IV. Statistical Prognosis – Why Charleston were always favoured in the margins
Strip away the drama of penalties and the numbers still leaned Charleston’s way. Heading into this game, they had not lost in the competition, with 3 wins from 3 in the team statistics, a perfect record both at home and away, and 2 clean sheets overall. They had never failed to score. Their biggest away win, 0–4, underscored their ability to dismantle opponents when the game state turns in their favour.
Pittsburgh, meanwhile, carried the burden of two away defeats in the team stats, with just 1 goal scored and 3 conceded on their travels. They had already failed to score once overall, and their only clean sheet came at home. Their overall form line of WLL in the team statistics hinted at a side still searching for a stable identity.
In xG terms – even without explicit values – Charleston’s profile suggests a team that regularly creates enough to justify their 2.3 goals-per-game overall average while conceding very little. Pittsburgh’s 1.3 goals-for average overall is respectable, but the away drop to 0.5 hints at a side whose attacking xG on the road would likely be modest, reliant on moments rather than sustained pressure.
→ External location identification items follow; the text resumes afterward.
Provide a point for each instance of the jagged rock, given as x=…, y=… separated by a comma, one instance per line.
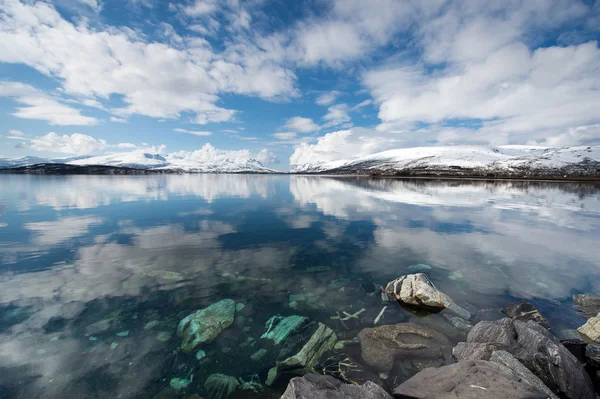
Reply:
x=587, y=304
x=220, y=386
x=525, y=311
x=279, y=327
x=536, y=348
x=380, y=346
x=204, y=325
x=508, y=360
x=591, y=329
x=592, y=355
x=474, y=379
x=343, y=367
x=325, y=387
x=418, y=291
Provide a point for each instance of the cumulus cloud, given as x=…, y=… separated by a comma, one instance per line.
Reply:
x=38, y=105
x=193, y=132
x=301, y=124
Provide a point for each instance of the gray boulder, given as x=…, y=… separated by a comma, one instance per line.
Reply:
x=525, y=311
x=418, y=291
x=473, y=379
x=204, y=325
x=587, y=304
x=535, y=348
x=326, y=387
x=381, y=346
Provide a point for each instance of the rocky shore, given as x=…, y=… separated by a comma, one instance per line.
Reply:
x=442, y=351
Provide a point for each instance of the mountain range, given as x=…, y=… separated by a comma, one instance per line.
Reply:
x=449, y=161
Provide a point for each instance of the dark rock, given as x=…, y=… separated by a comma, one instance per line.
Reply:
x=326, y=387
x=380, y=346
x=525, y=311
x=536, y=348
x=587, y=304
x=475, y=379
x=592, y=355
x=576, y=347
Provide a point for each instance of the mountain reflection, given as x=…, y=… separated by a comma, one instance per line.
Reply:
x=84, y=257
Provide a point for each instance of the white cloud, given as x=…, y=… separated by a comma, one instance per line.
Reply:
x=37, y=105
x=327, y=98
x=77, y=143
x=284, y=135
x=300, y=124
x=194, y=132
x=337, y=115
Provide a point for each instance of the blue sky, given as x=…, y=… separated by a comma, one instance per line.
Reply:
x=295, y=81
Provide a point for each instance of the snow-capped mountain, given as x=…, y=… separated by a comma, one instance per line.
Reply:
x=502, y=161
x=148, y=161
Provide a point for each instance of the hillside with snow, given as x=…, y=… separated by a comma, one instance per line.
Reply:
x=469, y=161
x=139, y=160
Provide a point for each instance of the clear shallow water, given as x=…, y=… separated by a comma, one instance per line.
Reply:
x=83, y=258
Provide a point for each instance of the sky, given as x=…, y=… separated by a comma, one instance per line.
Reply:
x=293, y=82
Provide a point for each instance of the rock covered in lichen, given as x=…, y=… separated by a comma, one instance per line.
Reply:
x=204, y=325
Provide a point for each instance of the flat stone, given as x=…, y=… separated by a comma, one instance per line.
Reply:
x=587, y=304
x=525, y=311
x=313, y=386
x=204, y=325
x=508, y=360
x=476, y=379
x=591, y=329
x=380, y=346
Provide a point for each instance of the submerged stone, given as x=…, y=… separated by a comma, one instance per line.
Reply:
x=220, y=386
x=179, y=383
x=204, y=325
x=279, y=327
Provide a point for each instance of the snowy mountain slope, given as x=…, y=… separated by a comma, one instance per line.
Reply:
x=503, y=161
x=147, y=161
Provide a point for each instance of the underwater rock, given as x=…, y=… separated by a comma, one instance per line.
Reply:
x=475, y=379
x=591, y=329
x=220, y=386
x=525, y=311
x=416, y=290
x=587, y=304
x=536, y=348
x=279, y=327
x=325, y=387
x=508, y=360
x=258, y=355
x=204, y=325
x=179, y=383
x=380, y=346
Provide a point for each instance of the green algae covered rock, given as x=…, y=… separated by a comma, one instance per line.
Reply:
x=204, y=325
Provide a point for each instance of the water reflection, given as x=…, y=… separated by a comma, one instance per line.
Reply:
x=83, y=258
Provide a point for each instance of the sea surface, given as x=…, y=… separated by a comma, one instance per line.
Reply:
x=97, y=271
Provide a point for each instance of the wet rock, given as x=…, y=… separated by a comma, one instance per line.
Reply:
x=525, y=311
x=303, y=350
x=343, y=367
x=204, y=325
x=179, y=384
x=536, y=348
x=380, y=346
x=476, y=379
x=508, y=360
x=220, y=386
x=591, y=329
x=325, y=387
x=416, y=290
x=587, y=304
x=279, y=328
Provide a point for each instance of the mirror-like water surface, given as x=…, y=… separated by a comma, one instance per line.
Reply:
x=96, y=272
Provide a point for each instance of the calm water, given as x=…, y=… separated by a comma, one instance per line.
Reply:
x=83, y=258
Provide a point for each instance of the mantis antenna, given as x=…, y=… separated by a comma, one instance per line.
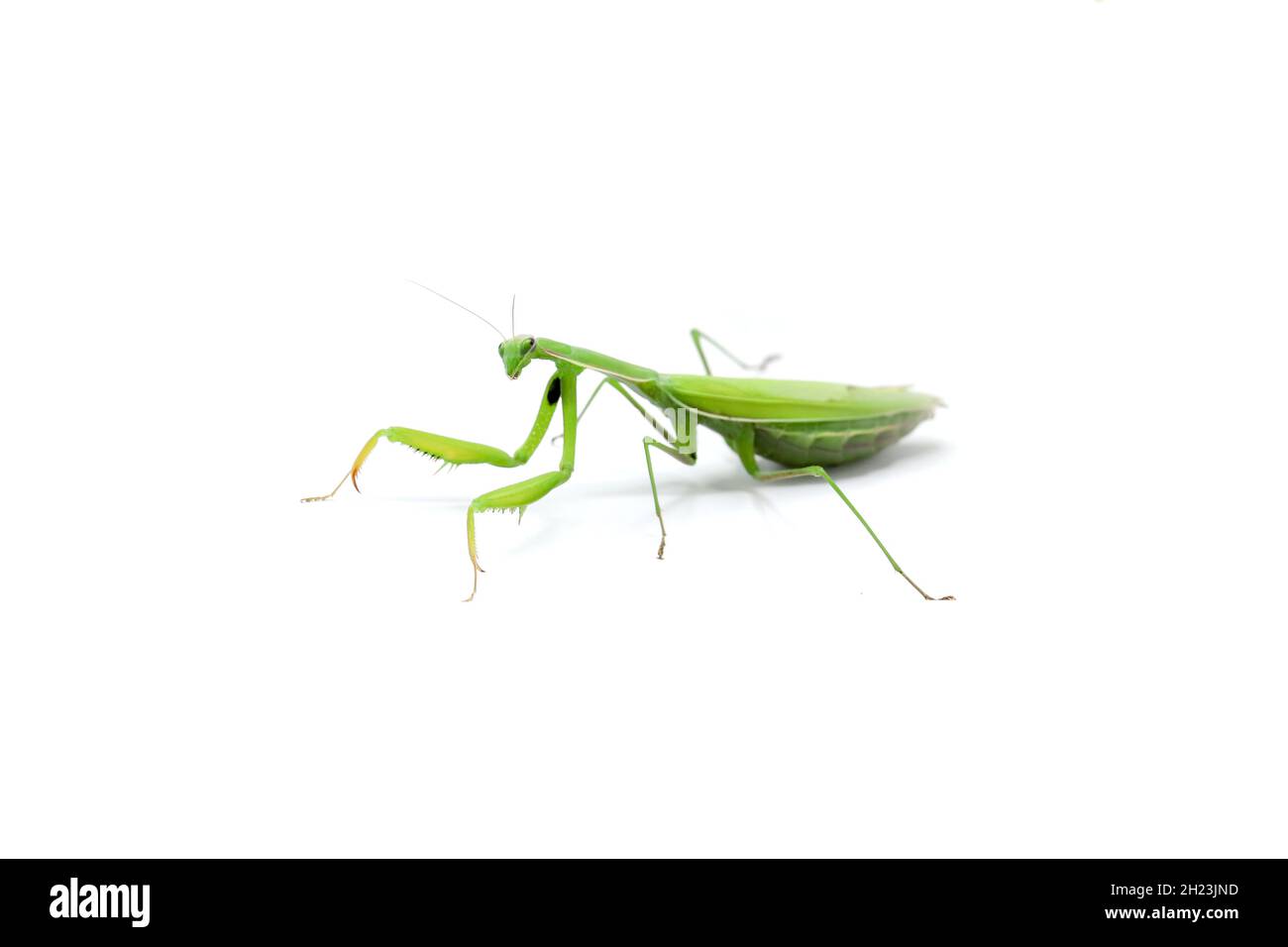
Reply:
x=467, y=309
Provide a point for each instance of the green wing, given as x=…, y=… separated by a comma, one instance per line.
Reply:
x=769, y=399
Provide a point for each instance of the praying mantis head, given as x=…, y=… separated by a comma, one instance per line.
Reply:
x=515, y=354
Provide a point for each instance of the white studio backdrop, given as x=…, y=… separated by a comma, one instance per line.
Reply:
x=1067, y=219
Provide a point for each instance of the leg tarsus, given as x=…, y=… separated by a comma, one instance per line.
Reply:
x=698, y=335
x=326, y=496
x=690, y=459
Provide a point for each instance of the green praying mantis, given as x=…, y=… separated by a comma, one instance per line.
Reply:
x=800, y=425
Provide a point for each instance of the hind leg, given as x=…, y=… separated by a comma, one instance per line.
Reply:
x=745, y=444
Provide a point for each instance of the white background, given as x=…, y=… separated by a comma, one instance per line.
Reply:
x=1064, y=218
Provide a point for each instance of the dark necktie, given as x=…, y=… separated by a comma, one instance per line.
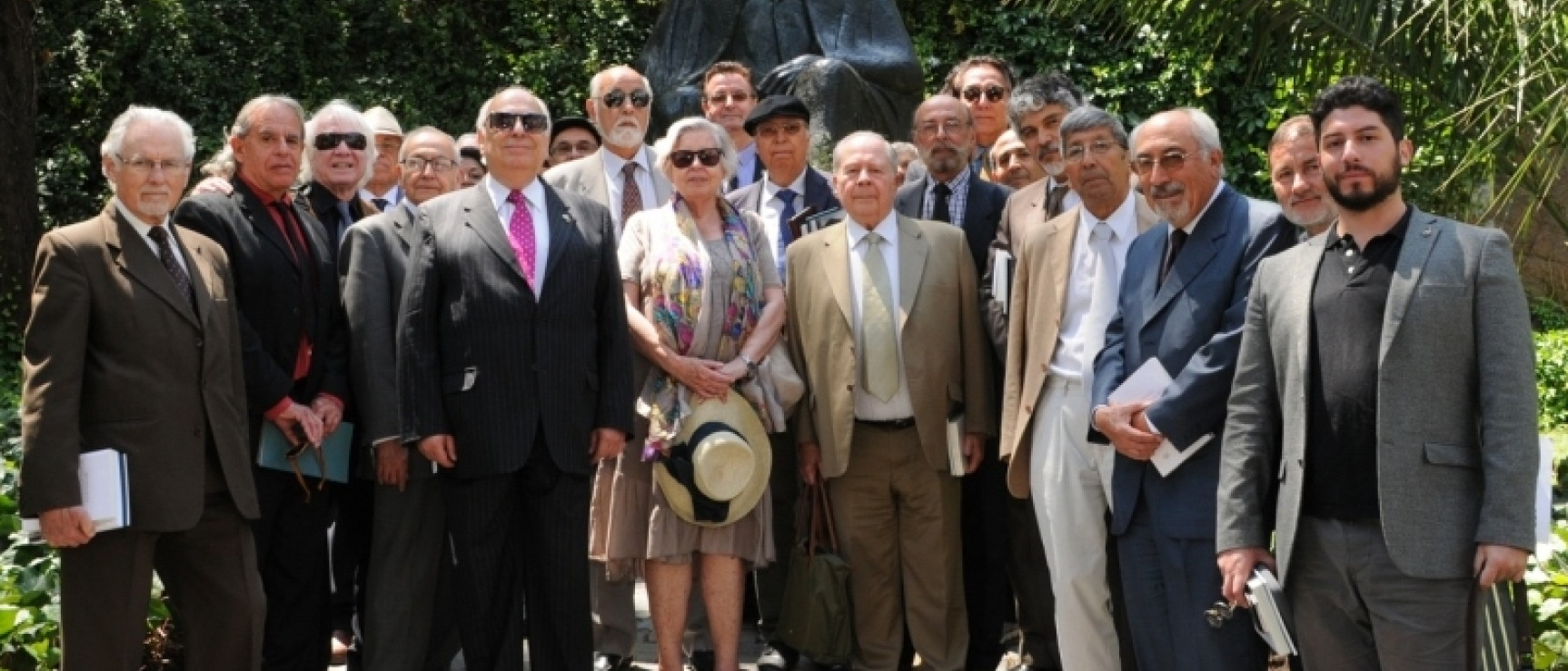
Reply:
x=183, y=281
x=939, y=209
x=630, y=196
x=1178, y=239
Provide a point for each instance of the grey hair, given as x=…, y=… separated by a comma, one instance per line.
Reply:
x=838, y=149
x=1036, y=93
x=728, y=163
x=242, y=121
x=1090, y=118
x=339, y=110
x=1203, y=132
x=408, y=140
x=479, y=123
x=595, y=82
x=114, y=142
x=146, y=114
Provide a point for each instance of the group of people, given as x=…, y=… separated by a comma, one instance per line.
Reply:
x=572, y=360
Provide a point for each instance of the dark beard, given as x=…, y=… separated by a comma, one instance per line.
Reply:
x=1384, y=185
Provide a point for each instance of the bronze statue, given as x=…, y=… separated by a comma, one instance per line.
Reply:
x=852, y=62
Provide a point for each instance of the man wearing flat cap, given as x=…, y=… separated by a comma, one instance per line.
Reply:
x=571, y=138
x=789, y=187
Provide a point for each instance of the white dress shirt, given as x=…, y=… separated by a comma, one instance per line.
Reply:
x=866, y=405
x=615, y=183
x=143, y=228
x=1071, y=358
x=533, y=196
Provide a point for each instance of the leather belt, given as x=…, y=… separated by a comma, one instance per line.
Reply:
x=888, y=425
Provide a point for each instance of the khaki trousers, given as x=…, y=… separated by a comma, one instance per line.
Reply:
x=898, y=524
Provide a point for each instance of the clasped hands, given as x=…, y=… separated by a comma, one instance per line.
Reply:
x=1127, y=429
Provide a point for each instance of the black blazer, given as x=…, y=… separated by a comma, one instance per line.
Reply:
x=982, y=211
x=276, y=298
x=485, y=360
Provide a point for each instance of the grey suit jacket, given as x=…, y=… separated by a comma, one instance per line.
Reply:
x=585, y=177
x=371, y=267
x=1455, y=419
x=486, y=360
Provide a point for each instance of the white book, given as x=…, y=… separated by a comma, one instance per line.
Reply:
x=1002, y=278
x=1146, y=384
x=105, y=493
x=955, y=447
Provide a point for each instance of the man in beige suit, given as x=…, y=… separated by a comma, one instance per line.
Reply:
x=885, y=327
x=134, y=345
x=1065, y=291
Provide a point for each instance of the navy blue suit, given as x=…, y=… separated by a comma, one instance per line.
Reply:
x=1166, y=524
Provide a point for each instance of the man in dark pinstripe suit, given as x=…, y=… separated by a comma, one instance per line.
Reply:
x=516, y=378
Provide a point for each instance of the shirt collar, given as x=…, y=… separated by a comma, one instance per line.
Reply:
x=533, y=192
x=1206, y=206
x=799, y=185
x=888, y=229
x=1123, y=223
x=613, y=163
x=142, y=226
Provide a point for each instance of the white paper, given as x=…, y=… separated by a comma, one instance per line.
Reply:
x=104, y=493
x=1146, y=384
x=1002, y=278
x=955, y=447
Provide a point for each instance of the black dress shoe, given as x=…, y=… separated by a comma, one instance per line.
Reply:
x=778, y=657
x=604, y=662
x=701, y=660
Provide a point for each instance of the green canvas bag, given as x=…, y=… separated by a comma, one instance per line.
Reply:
x=816, y=618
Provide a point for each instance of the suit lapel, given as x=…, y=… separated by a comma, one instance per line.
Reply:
x=911, y=265
x=563, y=231
x=1198, y=252
x=481, y=218
x=1419, y=239
x=143, y=265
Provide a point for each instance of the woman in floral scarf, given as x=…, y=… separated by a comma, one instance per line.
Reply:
x=704, y=304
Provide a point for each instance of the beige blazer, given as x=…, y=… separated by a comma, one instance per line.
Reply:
x=944, y=349
x=1040, y=286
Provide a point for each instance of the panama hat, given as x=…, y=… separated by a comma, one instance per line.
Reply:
x=719, y=463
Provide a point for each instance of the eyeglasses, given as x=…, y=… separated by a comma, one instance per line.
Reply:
x=617, y=97
x=991, y=93
x=417, y=165
x=684, y=157
x=328, y=142
x=723, y=97
x=531, y=121
x=1170, y=160
x=1075, y=153
x=146, y=165
x=950, y=127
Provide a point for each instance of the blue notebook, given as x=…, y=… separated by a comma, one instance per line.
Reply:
x=336, y=450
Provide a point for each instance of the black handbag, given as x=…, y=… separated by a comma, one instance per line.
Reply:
x=816, y=617
x=1501, y=629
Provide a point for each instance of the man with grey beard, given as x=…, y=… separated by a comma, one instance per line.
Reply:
x=1297, y=179
x=621, y=177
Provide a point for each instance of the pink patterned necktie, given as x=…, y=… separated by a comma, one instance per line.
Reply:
x=520, y=232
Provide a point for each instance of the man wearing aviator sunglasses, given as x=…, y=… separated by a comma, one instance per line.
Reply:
x=985, y=84
x=620, y=176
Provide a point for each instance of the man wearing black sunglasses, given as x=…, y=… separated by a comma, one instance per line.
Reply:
x=620, y=176
x=514, y=373
x=985, y=85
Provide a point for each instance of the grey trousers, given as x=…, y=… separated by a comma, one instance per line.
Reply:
x=410, y=610
x=1355, y=610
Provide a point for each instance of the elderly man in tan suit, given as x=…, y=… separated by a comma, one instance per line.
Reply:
x=134, y=345
x=885, y=327
x=1065, y=292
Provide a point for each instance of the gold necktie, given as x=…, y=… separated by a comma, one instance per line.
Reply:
x=878, y=340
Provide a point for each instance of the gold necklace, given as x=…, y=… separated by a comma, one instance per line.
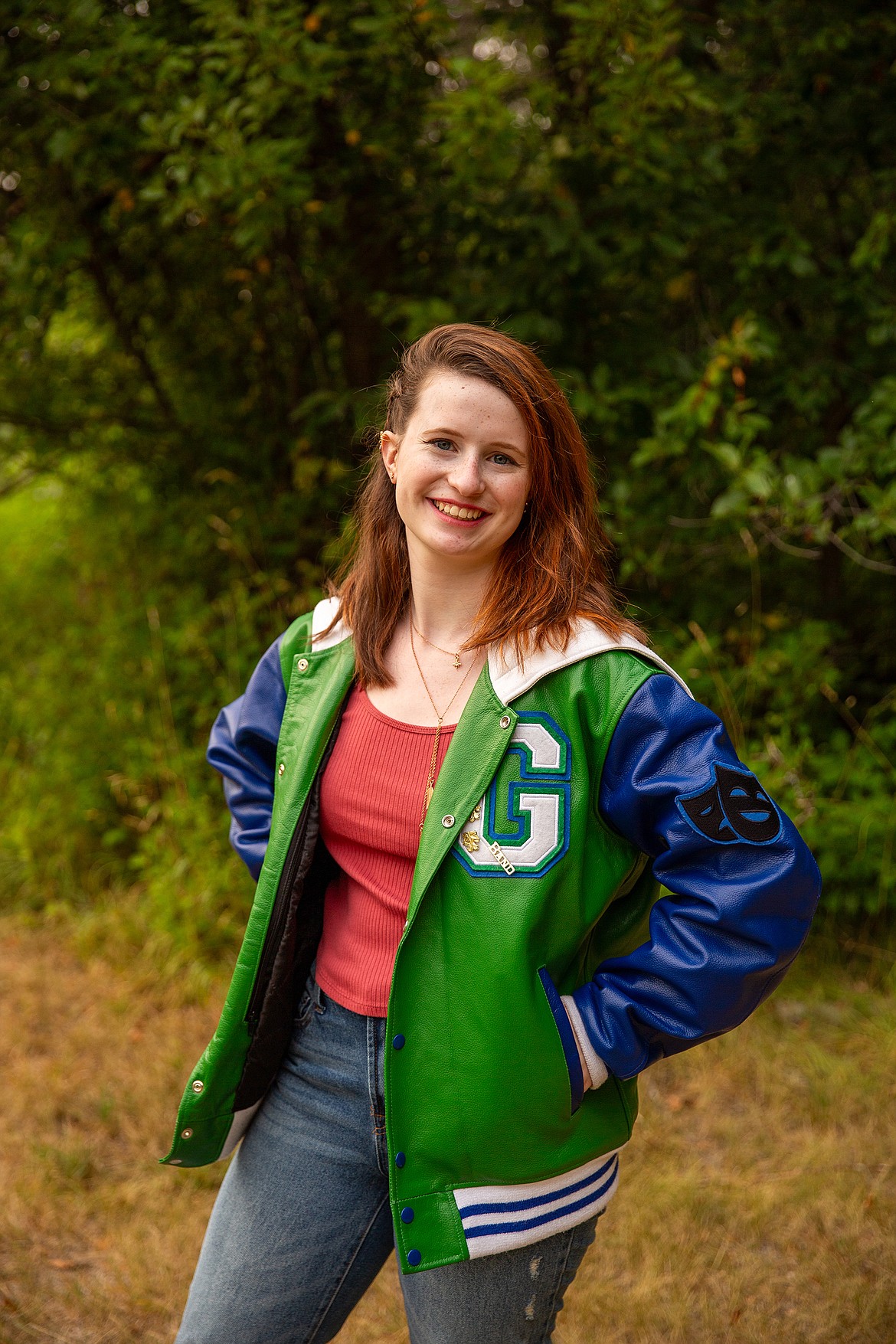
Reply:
x=456, y=656
x=430, y=779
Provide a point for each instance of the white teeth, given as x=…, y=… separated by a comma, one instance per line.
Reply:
x=456, y=511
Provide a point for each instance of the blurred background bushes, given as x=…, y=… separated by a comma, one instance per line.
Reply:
x=219, y=222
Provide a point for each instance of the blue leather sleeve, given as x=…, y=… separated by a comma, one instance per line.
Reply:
x=244, y=747
x=743, y=885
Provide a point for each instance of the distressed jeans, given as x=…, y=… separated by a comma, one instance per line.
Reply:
x=302, y=1225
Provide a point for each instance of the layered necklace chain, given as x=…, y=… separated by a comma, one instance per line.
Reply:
x=440, y=717
x=420, y=636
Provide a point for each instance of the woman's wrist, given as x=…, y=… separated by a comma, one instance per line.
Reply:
x=594, y=1071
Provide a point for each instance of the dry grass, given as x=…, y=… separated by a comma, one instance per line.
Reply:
x=758, y=1198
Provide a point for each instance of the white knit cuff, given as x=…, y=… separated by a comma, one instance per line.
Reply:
x=594, y=1064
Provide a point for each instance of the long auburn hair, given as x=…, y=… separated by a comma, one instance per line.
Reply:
x=550, y=573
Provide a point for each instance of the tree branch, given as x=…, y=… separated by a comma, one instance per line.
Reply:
x=858, y=558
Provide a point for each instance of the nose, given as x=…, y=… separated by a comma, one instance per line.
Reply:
x=465, y=475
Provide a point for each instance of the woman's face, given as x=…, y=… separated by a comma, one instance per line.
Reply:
x=461, y=469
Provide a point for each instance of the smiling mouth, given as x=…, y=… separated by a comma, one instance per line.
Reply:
x=459, y=511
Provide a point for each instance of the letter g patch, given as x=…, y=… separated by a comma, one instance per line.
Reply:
x=731, y=808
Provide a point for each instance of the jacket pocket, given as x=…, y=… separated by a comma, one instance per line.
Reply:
x=567, y=1039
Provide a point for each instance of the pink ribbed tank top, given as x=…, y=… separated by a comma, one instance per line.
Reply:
x=371, y=800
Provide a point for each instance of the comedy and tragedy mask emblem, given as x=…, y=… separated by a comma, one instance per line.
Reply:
x=732, y=808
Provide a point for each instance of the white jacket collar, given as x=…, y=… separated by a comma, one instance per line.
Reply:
x=511, y=679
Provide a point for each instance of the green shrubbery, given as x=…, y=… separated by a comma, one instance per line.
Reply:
x=112, y=675
x=218, y=222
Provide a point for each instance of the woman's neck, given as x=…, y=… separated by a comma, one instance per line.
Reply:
x=446, y=601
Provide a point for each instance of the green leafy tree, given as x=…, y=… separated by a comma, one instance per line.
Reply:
x=219, y=221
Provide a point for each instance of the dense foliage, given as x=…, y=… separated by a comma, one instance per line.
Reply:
x=219, y=219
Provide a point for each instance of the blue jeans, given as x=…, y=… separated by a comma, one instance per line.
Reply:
x=302, y=1225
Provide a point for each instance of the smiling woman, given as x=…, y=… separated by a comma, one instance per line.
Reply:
x=461, y=783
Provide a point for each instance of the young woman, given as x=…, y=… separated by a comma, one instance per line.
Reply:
x=461, y=783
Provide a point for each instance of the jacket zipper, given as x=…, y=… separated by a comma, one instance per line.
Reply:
x=278, y=917
x=283, y=888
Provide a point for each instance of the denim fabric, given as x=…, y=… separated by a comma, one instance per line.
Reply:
x=302, y=1225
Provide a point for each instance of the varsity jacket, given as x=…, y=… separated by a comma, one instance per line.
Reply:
x=577, y=786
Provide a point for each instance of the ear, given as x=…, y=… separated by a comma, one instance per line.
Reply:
x=390, y=445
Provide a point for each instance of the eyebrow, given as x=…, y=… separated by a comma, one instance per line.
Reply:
x=456, y=433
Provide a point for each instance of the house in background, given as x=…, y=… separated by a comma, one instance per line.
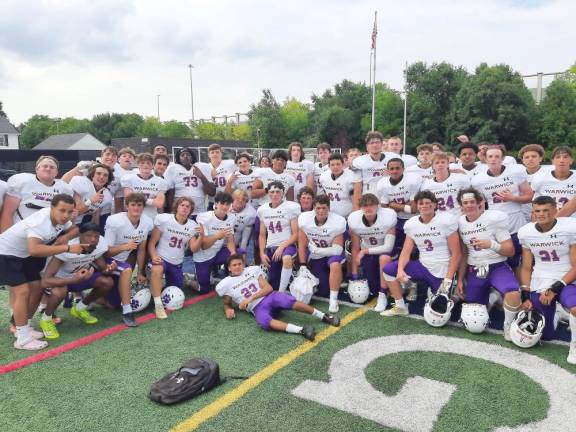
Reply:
x=80, y=141
x=8, y=135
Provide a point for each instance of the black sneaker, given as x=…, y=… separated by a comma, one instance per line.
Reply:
x=308, y=332
x=129, y=319
x=331, y=319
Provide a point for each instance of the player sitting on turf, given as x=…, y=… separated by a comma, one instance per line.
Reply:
x=77, y=272
x=125, y=233
x=172, y=234
x=550, y=243
x=488, y=244
x=436, y=237
x=278, y=233
x=247, y=287
x=321, y=247
x=372, y=230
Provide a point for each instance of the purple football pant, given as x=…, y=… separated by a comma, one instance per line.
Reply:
x=500, y=276
x=268, y=309
x=567, y=299
x=203, y=268
x=321, y=269
x=417, y=272
x=275, y=269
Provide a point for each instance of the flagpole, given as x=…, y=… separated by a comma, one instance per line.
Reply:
x=374, y=35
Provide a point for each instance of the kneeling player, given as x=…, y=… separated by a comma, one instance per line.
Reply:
x=247, y=287
x=551, y=244
x=436, y=237
x=171, y=235
x=321, y=245
x=77, y=272
x=372, y=231
x=488, y=245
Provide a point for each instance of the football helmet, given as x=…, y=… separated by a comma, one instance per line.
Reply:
x=438, y=309
x=172, y=298
x=475, y=317
x=526, y=329
x=358, y=291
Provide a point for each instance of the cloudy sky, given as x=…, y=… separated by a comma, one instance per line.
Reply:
x=82, y=57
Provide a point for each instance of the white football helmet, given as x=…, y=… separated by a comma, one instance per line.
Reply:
x=475, y=317
x=438, y=309
x=358, y=291
x=172, y=298
x=526, y=329
x=140, y=299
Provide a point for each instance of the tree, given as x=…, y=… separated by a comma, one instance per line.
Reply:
x=431, y=92
x=558, y=114
x=494, y=105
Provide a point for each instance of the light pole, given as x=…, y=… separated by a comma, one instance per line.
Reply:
x=191, y=93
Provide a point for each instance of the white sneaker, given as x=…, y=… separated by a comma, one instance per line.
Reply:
x=572, y=354
x=382, y=304
x=395, y=311
x=334, y=307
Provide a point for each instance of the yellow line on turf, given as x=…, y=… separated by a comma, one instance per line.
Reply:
x=224, y=401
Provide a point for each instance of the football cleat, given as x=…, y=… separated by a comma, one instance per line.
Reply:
x=333, y=320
Defensively, Charleston’s overall average of 0.3 goals against per match and just 1 goal conceded in total in the team statistics point to an underlying solidity that tends to drag games into their preferred rhythm. Pittsburgh’s overall 1.0 conceded, and especially their away 1.5, suggest more variance and vulnerability when stretched.
In a knockout-style scenario decided from the spot, those underlying trends matter. The team that concedes less, manages game states better, and carries a cleaner disciplinary record is more likely to arrive at the penalty mark with clear heads. Charleston did exactly that. The 4–2 shootout win was less an upset of a cagey 0–0 and more the logical extension of a campaign in which they have been the group’s most balanced, resilient squad.